その日を境に変化はないものの意識をしてしまう生活。そして私が目にした光景に、溜め息が出た。



やっぱり何もかもが違うわよね。第一に若さが違うからパワーなんてもっと違うに決まってる。
エレベータの扉が開いた途端に微妙な表情を浮かべた彼が同僚の女の子に何かを手渡す瞬間。
今度は今日という日が何なのかを知ってたからこそ、すぐに勘付いて…見ないフリをして自然に通り過ぎた。
あれは…ホワイトデーのお返しをしているところだと分かったんだ。

確かにあの日、私は生まれて初めてバレンタインにチョコレートを彼から貰った。
「好き」だという言葉もプラスして。だけど、その後に変化はなくて何もなかったかのように時間だけは過ぎた。
よくよく考えたらアバウトな言葉なんだと思う。私たちが普段口にしている「好き」って言葉は。
LIKEとLOVEの差だけじゃない。親愛、友愛、敬愛…沢山の意味があって、その一部で彼は言ったのかもしれない。
何を意識してたんだろう、て年も重ねておきながら。そう溜め息を吐けば隣に居た同僚がまた「幸せが逃げるわよ」って。

「無縁よね…ホワイトデーなんて」
「何言ってんのよ。旦那にちゃんとあげたんでしょ?」
「馬鹿ね。旦那にホワイトデーなんてないのよ」

そっか、と呟いておきながらも私の鞄の中にはあったんだってことは伏せておいて。
そこそこ期待はしてたんだと思う。幸薄いにもほどがあって、仕事一本でずっとやって来たから嬉しかったんだ。
それしかなかった自分を「好き」だと言ってくれたこと。ただそれが…少しだけ勘違いであったわけだけど。

「で、今日残業?」
「ううん。私ももう帰るよ」
「そう。じゃお先に」

足早に職場を後にしていく同僚は嬉々としていて、この様子だとその何もない旦那と何かがあるんだろう。
それを羨ましく思いながら片付けをして、自分のパソコンをシャットダウンして…横目でチラリと確認した。
ああ、まだ一緒に居て何かを話してる…みたいだ。さっきのエレベーターの子と、木手くん。

「お先します」

何か、見苦しいよね。遥かに年下の女の子に嫉妬する女性、なんて。
確かあの子は高校卒業と同時に派遣で入って来た。それで大卒の彼とは少し立場は違えども同期で。
本当に女の子だと思う。私とは違った輝きを持つ、まだ女性ではなく可愛らしい女の子。
見てるだけで羨ましく思えるし、微笑ましくも羨ましくも思える。ただ、それだけのことなのに、嫉妬なんかしたくない。

会社を出てすぐに時計を見ればいつもより一本前の電車に間に合う。
これって結構珍しくてそれだけが少し幸せな気持ちにしてくれた。そのお陰が足取りが軽くなって歩き出そうと思えば、

「待って下さい」

後ろ手、掴まれて振り返りを余儀なくされて見たのは…木手くん。

「き、木手くん?」
「また…気付かずに帰るつもりですか?」

彼の息が少しだけ上がってるのにすぐ気付いた。

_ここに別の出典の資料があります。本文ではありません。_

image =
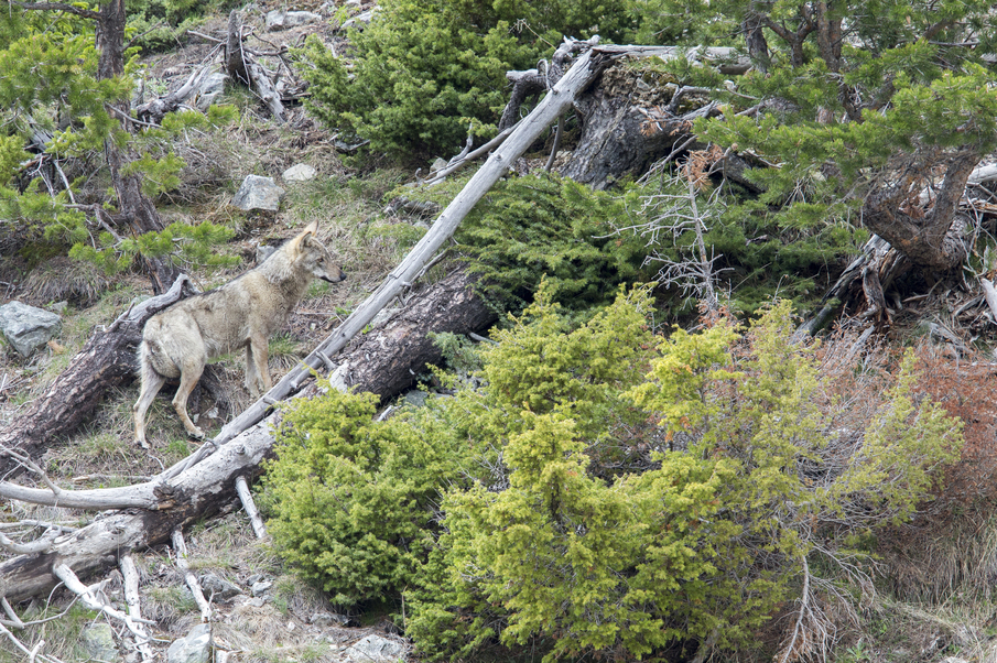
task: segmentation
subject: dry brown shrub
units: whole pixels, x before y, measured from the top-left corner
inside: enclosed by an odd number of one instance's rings
[[[966,593],[987,599],[997,579],[997,366],[982,356],[955,359],[929,345],[918,348],[918,357],[917,394],[963,422],[965,444],[934,502],[880,537],[885,575],[901,598],[936,601]]]

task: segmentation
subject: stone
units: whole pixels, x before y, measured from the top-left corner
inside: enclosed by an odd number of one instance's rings
[[[166,663],[208,663],[212,656],[212,627],[199,623],[166,650]]]
[[[405,653],[405,645],[397,640],[388,640],[380,635],[367,635],[346,650],[346,655],[355,663],[378,663],[398,661]]]
[[[317,174],[318,171],[308,164],[299,163],[284,171],[281,177],[284,182],[307,182],[308,180],[314,180]]]
[[[259,175],[247,175],[242,181],[242,186],[232,198],[232,205],[242,211],[251,211],[253,209],[262,209],[264,211],[277,211],[284,198],[284,189],[274,184],[273,177],[260,177]]]
[[[83,630],[83,649],[93,661],[117,661],[115,631],[108,623],[95,623]]]
[[[299,28],[308,23],[317,23],[322,20],[316,13],[310,11],[288,11],[284,9],[275,9],[267,12],[267,30],[288,30],[289,28]]]
[[[14,301],[0,306],[0,333],[29,357],[58,335],[63,319],[55,313]]]
[[[242,594],[241,589],[213,573],[206,573],[201,576],[201,587],[202,589],[204,589],[206,596],[214,597],[215,600],[221,601],[228,600]]]

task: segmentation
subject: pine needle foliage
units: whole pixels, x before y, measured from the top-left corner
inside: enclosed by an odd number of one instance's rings
[[[508,97],[506,72],[549,56],[562,34],[621,34],[628,2],[386,0],[351,51],[317,39],[299,52],[308,109],[334,129],[397,155],[459,150],[468,126],[490,137]]]

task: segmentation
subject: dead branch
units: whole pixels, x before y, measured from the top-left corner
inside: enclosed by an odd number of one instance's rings
[[[181,275],[169,291],[129,308],[106,332],[95,334],[48,390],[0,431],[0,476],[24,469],[10,452],[36,456],[86,421],[108,390],[131,382],[145,320],[194,292],[191,279]]]
[[[252,493],[249,491],[249,483],[246,481],[246,477],[236,478],[236,492],[239,493],[239,501],[242,502],[242,508],[246,510],[246,515],[249,517],[249,522],[252,524],[252,531],[256,533],[257,539],[265,539],[267,525],[263,524],[263,519],[260,518],[257,504],[252,501]]]
[[[138,624],[145,623],[155,626],[154,621],[149,621],[147,619],[132,619],[130,616],[121,612],[116,609],[106,597],[102,596],[104,593],[104,583],[98,583],[97,585],[93,585],[87,587],[84,585],[79,578],[73,573],[73,569],[66,566],[65,564],[56,564],[52,569],[52,573],[61,579],[66,588],[79,597],[79,600],[89,608],[90,610],[97,610],[98,612],[104,612],[111,619],[116,619],[124,623],[128,627],[128,630],[134,633],[137,637],[141,638],[143,634]]]
[[[201,583],[197,582],[197,576],[194,575],[191,570],[191,565],[187,564],[187,544],[184,542],[184,534],[180,528],[173,530],[172,540],[173,552],[176,553],[176,566],[183,572],[184,580],[187,583],[187,587],[191,588],[191,594],[194,595],[194,602],[201,609],[201,621],[207,623],[212,620],[212,606],[204,598]]]
[[[139,598],[139,570],[131,555],[122,555],[118,562],[121,569],[122,585],[124,586],[124,602],[128,604],[128,616],[136,622],[136,649],[142,655],[142,661],[152,661],[155,654],[149,643],[152,637],[142,627],[142,601]]]

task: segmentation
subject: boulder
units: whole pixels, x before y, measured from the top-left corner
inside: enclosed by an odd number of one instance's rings
[[[318,174],[318,171],[308,164],[299,163],[284,171],[281,177],[283,177],[284,182],[307,182],[308,180],[314,180],[316,174]]]
[[[212,657],[212,627],[199,623],[166,650],[166,663],[208,663]]]
[[[91,661],[117,661],[118,645],[115,644],[115,631],[108,623],[90,624],[80,635],[83,649]]]
[[[277,211],[283,197],[284,189],[274,184],[273,177],[247,175],[246,180],[242,181],[242,186],[239,187],[232,198],[232,205],[242,211],[252,211],[253,209]]]
[[[388,640],[380,635],[368,635],[351,644],[346,650],[346,655],[355,663],[378,663],[398,661],[405,654],[405,645],[398,640]]]
[[[0,306],[0,333],[24,357],[55,338],[62,325],[55,313],[21,302]]]
[[[225,91],[226,80],[228,80],[228,76],[221,72],[215,72],[201,81],[201,85],[197,86],[197,91],[195,93],[197,98],[197,110],[201,112],[208,111],[212,104],[214,104]]]

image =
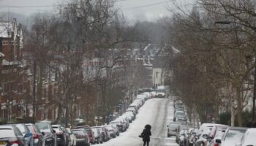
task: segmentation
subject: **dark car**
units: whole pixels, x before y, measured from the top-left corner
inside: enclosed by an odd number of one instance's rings
[[[103,134],[101,133],[100,128],[99,127],[91,127],[91,130],[94,133],[96,142],[97,144],[99,143],[103,143]]]
[[[102,126],[95,126],[94,128],[99,128],[99,132],[102,136],[103,142],[107,142],[108,141],[108,133],[105,131],[105,128]]]
[[[33,123],[25,124],[29,129],[30,132],[33,134],[34,146],[42,146],[45,138],[38,128]]]
[[[67,140],[66,137],[65,131],[62,128],[61,126],[52,125],[51,127],[56,131],[58,146],[66,146],[67,144]]]
[[[35,125],[45,137],[45,146],[57,145],[56,131],[51,127],[50,122],[42,121],[36,123]]]
[[[63,130],[63,131],[65,134],[65,137],[66,137],[66,146],[69,146],[71,145],[71,139],[70,139],[70,135],[69,134],[69,131],[67,130],[67,128],[64,126],[61,126],[61,128]]]
[[[215,142],[225,146],[236,145],[241,142],[246,129],[244,127],[230,127],[224,133],[222,139],[216,139]]]
[[[112,123],[116,124],[117,126],[117,128],[118,128],[120,132],[124,132],[124,131],[125,131],[125,126],[121,122],[120,122],[120,121],[113,121],[113,122],[110,122],[110,123],[111,124]]]
[[[34,145],[33,134],[31,132],[30,132],[28,127],[23,123],[18,123],[15,125],[20,130],[23,136],[25,137],[25,142],[26,143],[26,145],[33,146]]]
[[[106,125],[104,126],[105,126],[105,128],[106,128],[107,131],[110,135],[110,137],[116,138],[116,132],[114,131],[114,129],[112,128],[112,126],[111,125]]]
[[[87,132],[88,135],[89,136],[90,143],[95,144],[95,142],[96,142],[95,137],[94,137],[94,134],[92,132],[92,130],[89,126],[77,126],[75,128],[75,129],[78,129],[78,128],[84,129]]]
[[[83,128],[72,129],[77,139],[77,146],[89,146],[90,139],[87,132]]]
[[[0,126],[0,145],[26,146],[23,135],[14,125]]]

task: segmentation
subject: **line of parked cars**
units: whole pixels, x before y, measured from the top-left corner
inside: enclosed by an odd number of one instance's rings
[[[183,111],[182,103],[175,104],[175,112]],[[182,114],[182,115],[184,115]],[[217,123],[203,123],[198,128],[192,128],[185,120],[178,120],[176,114],[175,122],[168,126],[167,137],[176,137],[180,146],[255,146],[256,128],[230,127]],[[182,115],[184,116],[184,115]],[[185,118],[184,118],[185,119]]]
[[[124,132],[140,107],[154,95],[151,92],[138,95],[126,112],[108,125],[80,126],[72,129],[53,125],[48,120],[0,125],[0,146],[90,146],[103,143]]]

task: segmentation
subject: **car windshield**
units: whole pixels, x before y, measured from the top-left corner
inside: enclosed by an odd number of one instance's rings
[[[108,129],[108,130],[112,130],[112,127],[111,126],[106,126],[105,128]]]
[[[24,135],[26,134],[26,129],[23,125],[22,124],[16,124],[16,127],[20,131],[20,132]]]
[[[76,134],[78,134],[78,135],[83,135],[83,130],[74,130],[73,133]]]
[[[94,135],[98,135],[98,130],[97,129],[97,128],[91,128],[91,131],[94,132]]]
[[[157,93],[165,93],[165,90],[164,89],[157,89]]]
[[[36,123],[36,126],[40,131],[48,130],[50,129],[50,125],[48,123],[45,123],[45,122]]]
[[[14,131],[11,128],[0,128],[0,139],[6,137],[15,137]]]
[[[244,132],[244,130],[230,130],[225,137],[225,141],[239,141],[243,137]]]

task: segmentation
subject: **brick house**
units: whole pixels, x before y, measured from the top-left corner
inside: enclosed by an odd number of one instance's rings
[[[0,22],[1,53],[1,112],[5,120],[23,116],[23,100],[26,95],[25,62],[23,60],[21,24],[15,18]]]

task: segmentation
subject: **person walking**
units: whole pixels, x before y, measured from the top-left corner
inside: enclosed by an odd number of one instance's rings
[[[151,129],[151,126],[150,125],[146,125],[145,128],[143,129],[143,131],[140,134],[139,136],[140,137],[143,138],[143,141],[144,142],[143,146],[148,146],[149,142],[150,142],[150,136],[151,136],[151,131],[150,131]]]

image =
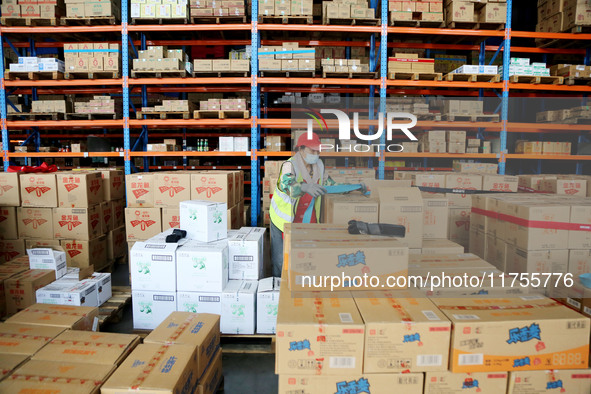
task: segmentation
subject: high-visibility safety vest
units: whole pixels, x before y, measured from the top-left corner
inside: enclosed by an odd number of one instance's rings
[[[306,171],[305,168],[300,168],[301,166],[298,165],[297,160],[292,160],[290,158],[287,160],[292,164],[292,168],[294,171],[294,175],[296,178],[296,182],[303,183],[304,177],[302,176],[302,172]],[[320,172],[320,177],[318,178],[318,184],[322,185],[324,182],[324,164],[321,160],[317,162],[318,170]],[[279,174],[279,178],[277,179],[277,185],[275,185],[275,191],[273,192],[273,197],[271,198],[271,207],[269,208],[269,216],[271,217],[271,222],[283,232],[285,228],[285,223],[293,223],[296,208],[300,201],[300,198],[293,198],[287,193],[282,192],[279,189],[279,183],[281,182],[281,175]],[[314,200],[314,210],[316,211],[316,218],[320,219],[320,206],[322,204],[322,199],[315,198]]]

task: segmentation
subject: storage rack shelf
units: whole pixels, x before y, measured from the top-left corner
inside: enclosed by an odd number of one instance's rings
[[[379,1],[379,4],[378,4]],[[251,15],[258,15],[258,1],[252,1]],[[591,63],[591,52],[587,48],[591,44],[591,34],[571,34],[571,33],[539,33],[529,31],[516,31],[512,29],[512,0],[507,0],[507,23],[504,30],[469,30],[469,29],[447,29],[447,28],[416,28],[416,27],[398,27],[388,25],[387,0],[371,0],[374,8],[381,9],[379,26],[345,26],[345,25],[290,25],[290,24],[266,24],[258,23],[256,20],[248,24],[183,24],[183,25],[130,25],[129,9],[127,2],[121,4],[121,20],[119,25],[107,26],[0,26],[0,57],[4,59],[3,51],[12,46],[13,48],[30,48],[31,40],[25,39],[14,44],[9,44],[5,38],[8,35],[20,37],[35,37],[36,35],[52,35],[56,37],[65,37],[81,34],[102,34],[120,35],[122,48],[128,48],[130,44],[140,46],[141,41],[132,40],[130,34],[142,34],[144,38],[143,45],[249,45],[252,46],[251,58],[251,77],[225,77],[225,78],[130,78],[129,51],[122,51],[122,77],[118,79],[93,79],[84,80],[82,85],[79,80],[5,80],[0,76],[0,119],[2,128],[3,158],[4,168],[9,165],[11,158],[29,157],[123,157],[126,173],[131,172],[131,159],[133,157],[163,156],[163,157],[245,157],[249,158],[251,179],[256,182],[247,182],[251,185],[250,194],[253,200],[260,201],[260,169],[261,161],[266,158],[287,158],[291,152],[266,152],[261,150],[261,130],[277,129],[288,130],[291,128],[291,120],[285,118],[269,118],[267,108],[261,109],[261,96],[266,93],[276,92],[301,92],[301,93],[350,93],[374,95],[378,91],[380,98],[385,98],[391,94],[410,94],[410,95],[445,95],[445,96],[475,96],[475,97],[496,97],[499,95],[502,99],[501,122],[482,123],[482,122],[427,122],[420,121],[417,128],[465,128],[469,130],[479,129],[487,133],[496,133],[501,139],[501,154],[432,154],[432,153],[354,153],[348,156],[373,157],[377,160],[376,168],[378,176],[384,177],[385,171],[393,170],[394,167],[386,167],[386,159],[391,158],[422,158],[425,159],[422,169],[442,169],[449,170],[449,167],[428,167],[426,159],[487,159],[498,161],[500,173],[505,172],[506,160],[565,160],[565,161],[588,161],[588,156],[548,156],[548,155],[520,155],[508,154],[507,136],[508,133],[573,133],[581,134],[589,131],[586,125],[557,125],[557,124],[529,124],[508,122],[508,98],[515,97],[540,97],[545,95],[586,95],[591,92],[591,86],[576,85],[535,85],[524,83],[509,83],[508,67],[502,75],[501,82],[449,82],[449,81],[400,81],[387,79],[387,51],[393,48],[418,48],[425,50],[458,50],[458,51],[480,51],[481,58],[484,59],[484,52],[502,53],[503,64],[507,66],[511,53],[519,54],[541,54],[541,55],[575,55],[583,56],[585,64]],[[261,32],[333,32],[333,33],[355,33],[367,34],[377,37],[375,42],[367,40],[361,41],[338,41],[338,40],[294,40],[302,46],[347,46],[347,47],[368,47],[373,51],[373,55],[380,59],[380,68],[377,70],[379,77],[376,79],[347,79],[347,78],[278,78],[278,77],[260,77],[258,74],[258,47],[259,45],[278,45],[282,40],[261,39]],[[190,39],[158,39],[150,40],[145,37],[149,32],[250,32],[250,39],[214,39],[214,40],[190,40]],[[388,42],[390,37],[408,37],[421,38],[423,42]],[[521,45],[512,47],[512,39],[518,38],[520,42],[527,40],[543,39],[547,40],[543,46],[535,46],[533,41],[531,45]],[[487,44],[487,39],[500,40],[500,45]],[[524,41],[525,40],[525,41]],[[436,42],[435,42],[436,41]],[[565,42],[577,42],[581,45],[577,47],[567,47]],[[34,47],[38,48],[57,48],[63,45],[63,42],[35,42]],[[482,64],[481,60],[481,64]],[[4,64],[1,64],[4,69]],[[33,91],[37,94],[121,94],[123,97],[123,116],[122,119],[111,120],[66,120],[66,121],[28,121],[28,120],[7,120],[6,95],[8,92],[13,94],[31,94]],[[498,92],[501,92],[500,94]],[[130,117],[130,95],[138,93],[178,93],[178,92],[250,92],[251,93],[251,116],[248,119],[133,119]],[[382,111],[384,112],[384,111]],[[263,113],[263,116],[261,115]],[[83,129],[104,129],[104,136],[109,138],[123,137],[124,152],[9,152],[10,136],[8,130],[15,130],[11,136],[14,138],[25,137],[25,131],[31,128],[39,128],[41,136],[47,138],[56,138],[58,136],[68,136],[70,138],[82,138],[85,134],[80,133]],[[205,128],[236,128],[248,129],[250,134],[251,150],[249,152],[141,152],[133,151],[131,147],[131,138],[139,136],[137,130],[147,128],[151,130],[152,137],[165,137],[170,133],[158,132],[166,128],[183,128],[185,136],[218,136],[220,133],[203,134],[201,131]],[[61,130],[61,132],[52,130]],[[189,131],[187,131],[189,130]],[[200,130],[200,133],[192,133],[190,130]],[[21,134],[22,133],[22,134]],[[380,141],[384,142],[384,141]],[[338,154],[327,154],[328,156],[338,156]],[[196,168],[196,169],[230,169],[242,168],[245,166],[149,166],[149,169],[176,169],[176,168]],[[396,167],[400,169],[402,167]],[[404,167],[413,168],[415,167]],[[259,220],[260,204],[252,206],[252,224]]]

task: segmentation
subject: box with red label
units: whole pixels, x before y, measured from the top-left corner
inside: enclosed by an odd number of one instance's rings
[[[125,198],[125,178],[121,170],[101,170],[103,177],[103,199],[105,201]]]
[[[20,174],[23,207],[57,207],[55,173]]]
[[[154,206],[154,174],[147,172],[125,176],[128,207]]]
[[[51,208],[19,207],[16,209],[18,233],[21,238],[49,238],[53,234]]]
[[[56,178],[60,208],[88,208],[104,200],[100,172],[58,172]]]
[[[107,234],[107,259],[114,259],[124,256],[127,253],[127,238],[125,227],[116,228]]]
[[[176,207],[191,199],[191,174],[158,172],[154,175],[154,206]]]
[[[169,228],[181,228],[179,208],[162,208],[162,231]]]
[[[56,208],[53,211],[53,236],[56,239],[88,241],[101,235],[101,209]]]
[[[234,174],[229,171],[208,171],[191,174],[191,200],[225,202],[235,205]]]
[[[19,175],[18,172],[0,173],[0,206],[18,207],[21,205]]]
[[[145,241],[162,232],[160,208],[125,208],[127,241]]]
[[[60,242],[66,252],[68,267],[86,268],[94,265],[98,271],[108,264],[106,235],[89,241],[62,239]]]

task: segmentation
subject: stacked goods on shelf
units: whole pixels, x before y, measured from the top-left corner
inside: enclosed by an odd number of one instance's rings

荷物もジャケットも片手に持って、慌てて来たんだろうか。
少なくとも最後に見た彼の姿はあの女の子と話していて、とてもじゃないけど邪魔なんか出来ない雰囲気だった。
それなのに…ほんの数分で終わらせて来たっていうの?わざわざ私を追って…?

「返事は一ヵ月後に頂くと俺は言いましたが?」
「あっ、あの…」
「どんな返事でも構わない。貴女の言葉で聞きたいと思って俺はあの日告げたんです」
「木手くん…」
「教えて下さい。俺は本当に貴女が好きです。受け入れてもらえるんですか?ダメなんですか?」

こんなに振り乱れた彼の姿を目にしたことなんか一度たりともなかった。
クールな素振りが基本で、手際の良さとスムーズな動きがピカイチで、少なくとも声を荒立てたりなんかしない。
切羽詰まったような表情も見せない、年相応に見えなかったはずの彼が…少しだけ子供にも見えた。

「木手、くん」
「何ですか?俺は貴女から答えを聞くまでこの手は離しませんよ」

それが少しだけ可愛らしくて、それが少しだけ自分との間にある距離を感じさせられて、それでも――…

「そんな可愛らしい一面もあったのね」
「……からかってるんですか?」
「違うわ。それが…愛おしく思える。そんな答えじゃダメ、かな?」

今更、この年になって彼と同じくらいストレートになんて言える筈が無くてオブラートに包んだ私の言葉。
それでもよければ受け取って欲しい。そうも言えない私に少しだけ微笑んだ彼は…距離を縮めて囁いてくれた。



キミにあげる
(可愛らしいなんて、もう二度と言わせませんよ)



(090314)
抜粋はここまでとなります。